First off, congratulations to Alabama and Huntsville! They seem to have figured out the secret sauce for luring auto manufacturers into the state. But what about Toyota’s other option, which was the Greensboro-Randolph Megasite in the Piedmont Triad of North Carolina? Let me share their story.
The Triad, comprised of Greensboro, Winston-Salem and Highpoint, was hit hard by unemployment when the economy shifted away from tobacco, textile and low skilled manufacturing. I remember that the stat was that the region lost as many jobs as the number of people employed in downtown Charlotte. Reeling, the major cities began to better organize their economic development efforts individually. That led, after a few years, to greater outreach and cooperation between the major cities to align strategies, cooperate on projects, and eliminate duplication of efforts.
The most significant goal of this work was to create at least one megasite in the Triad to woo a major employer, with an emphasis on an auto manufacturer. It was a herculean effort, that had many ups and downs, but ultimately success was realized. The Piedmont Triad had their 1,900 acre megasite, and the perfect project presented itself…the new Toyota-Mazda plant.

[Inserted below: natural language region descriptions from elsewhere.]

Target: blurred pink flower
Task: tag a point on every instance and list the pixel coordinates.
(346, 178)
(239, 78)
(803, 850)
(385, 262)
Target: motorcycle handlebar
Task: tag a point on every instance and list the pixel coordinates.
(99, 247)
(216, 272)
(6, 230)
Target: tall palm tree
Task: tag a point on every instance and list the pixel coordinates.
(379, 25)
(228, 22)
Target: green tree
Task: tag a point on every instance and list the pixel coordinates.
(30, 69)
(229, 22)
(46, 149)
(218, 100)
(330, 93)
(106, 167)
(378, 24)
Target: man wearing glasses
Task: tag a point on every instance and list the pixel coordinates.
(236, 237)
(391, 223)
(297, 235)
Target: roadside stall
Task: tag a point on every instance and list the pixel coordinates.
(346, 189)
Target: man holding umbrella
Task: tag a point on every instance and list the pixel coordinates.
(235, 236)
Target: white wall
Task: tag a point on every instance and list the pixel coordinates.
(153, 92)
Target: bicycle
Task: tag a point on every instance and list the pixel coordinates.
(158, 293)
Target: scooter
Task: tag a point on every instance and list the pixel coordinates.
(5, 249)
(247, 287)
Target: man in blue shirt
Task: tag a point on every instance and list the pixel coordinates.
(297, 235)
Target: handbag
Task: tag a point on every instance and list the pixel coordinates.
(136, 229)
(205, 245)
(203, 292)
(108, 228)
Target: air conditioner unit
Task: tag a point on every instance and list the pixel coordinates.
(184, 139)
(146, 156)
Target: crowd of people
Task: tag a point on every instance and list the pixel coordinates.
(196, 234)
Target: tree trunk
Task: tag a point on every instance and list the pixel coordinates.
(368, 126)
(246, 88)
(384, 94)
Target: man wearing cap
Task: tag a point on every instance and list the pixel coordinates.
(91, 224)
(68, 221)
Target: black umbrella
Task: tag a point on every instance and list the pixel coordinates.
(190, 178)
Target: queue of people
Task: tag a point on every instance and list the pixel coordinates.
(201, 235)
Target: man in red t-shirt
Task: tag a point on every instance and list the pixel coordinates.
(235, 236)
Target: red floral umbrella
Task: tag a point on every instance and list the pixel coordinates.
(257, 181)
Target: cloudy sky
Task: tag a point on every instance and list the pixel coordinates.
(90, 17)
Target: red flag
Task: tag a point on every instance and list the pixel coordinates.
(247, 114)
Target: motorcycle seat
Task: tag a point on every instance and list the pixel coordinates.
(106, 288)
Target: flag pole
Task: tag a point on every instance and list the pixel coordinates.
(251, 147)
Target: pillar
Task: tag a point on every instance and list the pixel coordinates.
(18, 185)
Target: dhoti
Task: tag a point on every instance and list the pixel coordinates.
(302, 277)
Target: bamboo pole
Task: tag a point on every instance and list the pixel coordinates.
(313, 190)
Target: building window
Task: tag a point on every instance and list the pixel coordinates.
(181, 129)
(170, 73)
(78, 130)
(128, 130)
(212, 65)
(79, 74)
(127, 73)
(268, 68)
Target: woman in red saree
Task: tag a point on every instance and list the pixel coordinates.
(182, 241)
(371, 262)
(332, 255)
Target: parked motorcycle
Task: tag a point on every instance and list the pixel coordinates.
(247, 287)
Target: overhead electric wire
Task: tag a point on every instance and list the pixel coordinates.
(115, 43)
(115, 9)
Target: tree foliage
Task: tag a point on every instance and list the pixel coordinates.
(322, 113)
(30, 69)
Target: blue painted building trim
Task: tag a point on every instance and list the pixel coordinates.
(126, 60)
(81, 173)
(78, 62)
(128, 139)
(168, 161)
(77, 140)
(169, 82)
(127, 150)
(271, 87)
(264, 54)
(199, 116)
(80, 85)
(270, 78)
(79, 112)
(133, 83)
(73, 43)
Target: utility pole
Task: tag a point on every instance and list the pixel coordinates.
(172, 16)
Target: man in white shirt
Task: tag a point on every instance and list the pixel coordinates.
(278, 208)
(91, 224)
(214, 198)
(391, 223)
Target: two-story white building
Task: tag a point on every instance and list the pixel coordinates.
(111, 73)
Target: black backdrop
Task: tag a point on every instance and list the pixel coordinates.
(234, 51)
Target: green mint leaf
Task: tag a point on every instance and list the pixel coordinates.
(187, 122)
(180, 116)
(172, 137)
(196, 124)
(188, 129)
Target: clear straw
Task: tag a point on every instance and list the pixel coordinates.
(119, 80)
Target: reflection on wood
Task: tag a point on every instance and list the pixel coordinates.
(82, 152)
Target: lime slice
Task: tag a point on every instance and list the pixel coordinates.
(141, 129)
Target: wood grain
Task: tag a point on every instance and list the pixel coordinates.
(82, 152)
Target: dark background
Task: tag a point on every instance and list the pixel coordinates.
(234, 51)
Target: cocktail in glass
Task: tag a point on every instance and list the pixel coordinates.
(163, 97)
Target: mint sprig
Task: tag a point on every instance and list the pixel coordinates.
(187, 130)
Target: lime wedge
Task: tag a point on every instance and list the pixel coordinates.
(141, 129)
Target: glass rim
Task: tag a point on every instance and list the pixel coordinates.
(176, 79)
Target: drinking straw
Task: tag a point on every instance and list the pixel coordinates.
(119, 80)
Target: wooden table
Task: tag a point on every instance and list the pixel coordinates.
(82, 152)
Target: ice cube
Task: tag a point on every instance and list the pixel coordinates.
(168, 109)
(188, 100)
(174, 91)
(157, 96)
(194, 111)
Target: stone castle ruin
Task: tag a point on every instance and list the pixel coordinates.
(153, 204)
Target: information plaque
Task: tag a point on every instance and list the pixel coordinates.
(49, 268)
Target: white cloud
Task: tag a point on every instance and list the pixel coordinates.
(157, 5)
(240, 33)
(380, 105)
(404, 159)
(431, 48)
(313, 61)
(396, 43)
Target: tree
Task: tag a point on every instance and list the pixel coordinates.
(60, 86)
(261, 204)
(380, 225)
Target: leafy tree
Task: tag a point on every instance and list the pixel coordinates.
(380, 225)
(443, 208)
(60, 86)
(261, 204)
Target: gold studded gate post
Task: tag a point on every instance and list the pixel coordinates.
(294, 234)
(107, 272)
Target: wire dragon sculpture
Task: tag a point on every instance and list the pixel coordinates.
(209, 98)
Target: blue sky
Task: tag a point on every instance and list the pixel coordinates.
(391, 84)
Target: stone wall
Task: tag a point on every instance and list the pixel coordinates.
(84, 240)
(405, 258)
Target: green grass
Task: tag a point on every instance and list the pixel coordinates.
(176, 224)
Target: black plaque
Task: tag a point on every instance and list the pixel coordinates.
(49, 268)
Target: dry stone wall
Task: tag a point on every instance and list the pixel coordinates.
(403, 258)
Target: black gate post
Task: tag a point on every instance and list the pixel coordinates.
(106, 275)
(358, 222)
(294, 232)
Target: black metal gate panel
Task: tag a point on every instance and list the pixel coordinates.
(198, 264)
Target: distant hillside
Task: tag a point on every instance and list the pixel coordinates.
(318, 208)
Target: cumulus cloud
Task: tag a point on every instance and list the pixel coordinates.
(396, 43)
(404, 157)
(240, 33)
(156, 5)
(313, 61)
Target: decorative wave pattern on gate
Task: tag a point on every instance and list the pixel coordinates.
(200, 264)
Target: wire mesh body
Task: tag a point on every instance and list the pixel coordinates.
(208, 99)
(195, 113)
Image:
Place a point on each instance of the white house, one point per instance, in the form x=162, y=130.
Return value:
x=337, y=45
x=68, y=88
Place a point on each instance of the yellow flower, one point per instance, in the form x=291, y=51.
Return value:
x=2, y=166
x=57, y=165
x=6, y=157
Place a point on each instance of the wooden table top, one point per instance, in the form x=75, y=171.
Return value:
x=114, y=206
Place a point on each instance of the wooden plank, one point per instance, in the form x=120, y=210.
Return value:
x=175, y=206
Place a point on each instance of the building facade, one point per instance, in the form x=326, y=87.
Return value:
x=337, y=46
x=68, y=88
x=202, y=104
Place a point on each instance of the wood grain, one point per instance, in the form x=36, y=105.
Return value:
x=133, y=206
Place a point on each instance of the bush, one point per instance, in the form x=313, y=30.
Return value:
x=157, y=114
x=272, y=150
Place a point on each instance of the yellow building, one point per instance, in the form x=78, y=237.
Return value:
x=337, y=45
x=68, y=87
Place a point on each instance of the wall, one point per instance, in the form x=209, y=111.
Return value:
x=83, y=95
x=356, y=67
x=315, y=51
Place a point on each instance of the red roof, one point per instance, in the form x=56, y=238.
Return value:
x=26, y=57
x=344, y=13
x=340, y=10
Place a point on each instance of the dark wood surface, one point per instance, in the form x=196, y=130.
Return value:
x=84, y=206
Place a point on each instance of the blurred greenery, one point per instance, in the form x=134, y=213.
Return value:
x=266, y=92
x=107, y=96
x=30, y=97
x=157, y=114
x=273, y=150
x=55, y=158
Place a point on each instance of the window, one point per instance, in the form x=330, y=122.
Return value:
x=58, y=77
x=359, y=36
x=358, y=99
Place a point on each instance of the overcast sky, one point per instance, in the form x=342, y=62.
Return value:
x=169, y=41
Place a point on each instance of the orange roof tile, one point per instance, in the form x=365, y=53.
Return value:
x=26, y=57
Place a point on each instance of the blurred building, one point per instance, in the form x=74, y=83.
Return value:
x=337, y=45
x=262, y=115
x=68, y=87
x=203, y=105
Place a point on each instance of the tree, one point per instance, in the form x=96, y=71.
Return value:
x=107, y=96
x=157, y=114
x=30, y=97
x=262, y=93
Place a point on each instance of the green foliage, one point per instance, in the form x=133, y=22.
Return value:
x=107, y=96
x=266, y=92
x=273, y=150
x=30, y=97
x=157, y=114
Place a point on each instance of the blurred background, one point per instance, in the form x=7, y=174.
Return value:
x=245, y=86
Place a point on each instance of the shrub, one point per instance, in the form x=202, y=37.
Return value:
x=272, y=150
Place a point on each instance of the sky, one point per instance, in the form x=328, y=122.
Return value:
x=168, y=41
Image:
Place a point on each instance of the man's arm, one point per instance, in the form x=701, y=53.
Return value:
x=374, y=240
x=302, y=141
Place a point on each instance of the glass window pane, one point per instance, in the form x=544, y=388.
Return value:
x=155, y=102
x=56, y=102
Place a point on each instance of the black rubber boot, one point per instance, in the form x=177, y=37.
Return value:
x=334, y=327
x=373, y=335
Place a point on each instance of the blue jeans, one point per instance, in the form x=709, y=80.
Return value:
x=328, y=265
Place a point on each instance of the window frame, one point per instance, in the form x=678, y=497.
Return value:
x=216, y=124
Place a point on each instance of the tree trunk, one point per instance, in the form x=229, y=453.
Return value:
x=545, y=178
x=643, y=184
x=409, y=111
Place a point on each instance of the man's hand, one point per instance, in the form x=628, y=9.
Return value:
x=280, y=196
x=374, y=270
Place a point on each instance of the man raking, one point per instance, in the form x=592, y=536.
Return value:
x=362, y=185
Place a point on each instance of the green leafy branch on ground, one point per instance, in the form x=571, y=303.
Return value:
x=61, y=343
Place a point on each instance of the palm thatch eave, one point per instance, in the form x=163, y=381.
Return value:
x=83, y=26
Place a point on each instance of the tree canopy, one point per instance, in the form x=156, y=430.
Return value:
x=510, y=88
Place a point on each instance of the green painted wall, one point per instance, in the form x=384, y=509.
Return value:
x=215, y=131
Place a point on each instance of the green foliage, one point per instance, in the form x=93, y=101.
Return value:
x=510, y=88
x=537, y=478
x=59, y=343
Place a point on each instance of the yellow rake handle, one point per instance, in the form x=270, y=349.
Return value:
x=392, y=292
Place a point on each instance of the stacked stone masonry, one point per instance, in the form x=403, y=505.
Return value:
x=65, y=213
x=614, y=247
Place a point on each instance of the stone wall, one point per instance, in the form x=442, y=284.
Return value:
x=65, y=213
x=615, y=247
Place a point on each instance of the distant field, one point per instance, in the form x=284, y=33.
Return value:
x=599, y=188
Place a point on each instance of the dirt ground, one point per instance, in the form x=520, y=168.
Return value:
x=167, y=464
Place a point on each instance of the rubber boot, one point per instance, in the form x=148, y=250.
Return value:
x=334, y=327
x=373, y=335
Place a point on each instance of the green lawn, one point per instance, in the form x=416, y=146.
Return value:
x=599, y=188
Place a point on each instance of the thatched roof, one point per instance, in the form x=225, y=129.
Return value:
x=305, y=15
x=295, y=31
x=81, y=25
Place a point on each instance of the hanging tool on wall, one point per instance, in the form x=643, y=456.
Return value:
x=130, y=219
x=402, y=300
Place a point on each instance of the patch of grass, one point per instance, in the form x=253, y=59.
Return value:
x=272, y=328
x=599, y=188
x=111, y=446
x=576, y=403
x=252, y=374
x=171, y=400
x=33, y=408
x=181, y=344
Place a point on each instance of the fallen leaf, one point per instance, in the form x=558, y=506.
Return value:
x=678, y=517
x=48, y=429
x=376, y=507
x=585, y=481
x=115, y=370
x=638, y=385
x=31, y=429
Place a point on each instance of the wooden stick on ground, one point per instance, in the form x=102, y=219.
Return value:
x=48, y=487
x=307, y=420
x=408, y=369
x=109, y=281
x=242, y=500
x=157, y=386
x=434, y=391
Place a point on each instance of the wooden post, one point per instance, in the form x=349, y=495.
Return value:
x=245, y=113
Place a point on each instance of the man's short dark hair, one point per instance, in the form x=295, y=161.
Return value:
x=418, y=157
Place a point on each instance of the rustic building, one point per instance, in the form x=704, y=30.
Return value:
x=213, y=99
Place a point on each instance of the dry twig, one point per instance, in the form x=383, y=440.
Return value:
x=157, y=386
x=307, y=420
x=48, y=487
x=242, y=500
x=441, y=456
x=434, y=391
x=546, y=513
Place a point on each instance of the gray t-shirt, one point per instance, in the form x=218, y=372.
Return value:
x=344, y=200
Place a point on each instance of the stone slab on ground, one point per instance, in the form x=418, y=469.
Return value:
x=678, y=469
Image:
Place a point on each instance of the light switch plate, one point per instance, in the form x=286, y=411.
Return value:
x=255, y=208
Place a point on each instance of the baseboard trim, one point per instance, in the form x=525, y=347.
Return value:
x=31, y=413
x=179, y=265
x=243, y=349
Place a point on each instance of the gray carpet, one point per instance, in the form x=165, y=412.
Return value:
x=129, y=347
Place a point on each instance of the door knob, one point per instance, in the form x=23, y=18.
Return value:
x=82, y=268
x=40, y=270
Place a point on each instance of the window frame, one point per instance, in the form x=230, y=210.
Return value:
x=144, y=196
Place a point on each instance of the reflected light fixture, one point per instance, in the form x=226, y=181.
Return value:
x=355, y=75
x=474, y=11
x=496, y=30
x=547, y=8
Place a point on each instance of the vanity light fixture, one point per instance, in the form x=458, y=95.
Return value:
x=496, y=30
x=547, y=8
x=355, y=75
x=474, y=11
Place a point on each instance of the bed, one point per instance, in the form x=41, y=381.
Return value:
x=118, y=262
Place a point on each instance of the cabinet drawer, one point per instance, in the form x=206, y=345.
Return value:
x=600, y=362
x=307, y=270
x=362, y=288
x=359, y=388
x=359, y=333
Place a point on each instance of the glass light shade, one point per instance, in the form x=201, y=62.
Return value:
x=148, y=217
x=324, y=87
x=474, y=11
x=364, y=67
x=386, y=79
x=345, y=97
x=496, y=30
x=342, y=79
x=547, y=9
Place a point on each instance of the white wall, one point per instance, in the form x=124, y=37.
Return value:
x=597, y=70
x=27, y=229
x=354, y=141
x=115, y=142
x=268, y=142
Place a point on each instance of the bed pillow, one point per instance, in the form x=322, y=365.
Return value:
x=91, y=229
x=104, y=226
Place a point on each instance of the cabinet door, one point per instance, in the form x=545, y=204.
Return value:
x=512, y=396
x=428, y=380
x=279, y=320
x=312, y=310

Confidence was high! This was the employer that would give the region the nudge it had been waiting for, that would allow it to finally shake off remnants of those massive job losses. Then on Tuesday, January 9, they learned that the plant was headed to Alabama.
Now what? Time will tell. But, local media coverage suggests that economic development, business and community leaders are already convening and dissecting the project with an eye towards using this near miss as a stepping stone for future success. Maintaining this high level of collaboration appears to be priority one! That is why I am confident they will realize success of some sort in the not too distant future.
That brings us to Amazon HQ2. There are now 218 communities that submitted a bid for Amazon’s HQ2 that did not make the first cut. Many of these communities developed proposals knowing that winning HQ2 was a long shot. But, in taking on this project, regions around the country, like Tampa-St Petersburg, Charlotte, Detroit, Minneapolis-St. Paul, Buffalo-Rochester, etc., witnessed unprecedented levels of conversation about regional strengths and weaknesses. As leaders, it is imperative that we continue to engage the community and not allow our partners to return to their respective corners. The lasting residual of this exercise needs to be that we have all just proven that we can set aside differences of opinion and work together to tackle and achieve common goals. Use the Amazon HQ2 project as a stepping stone for collaboratively developing big hairy audacious goals for your community in an effort to foster future regional success. Fight like hell to keep these conversations going, and good things are sure to happen.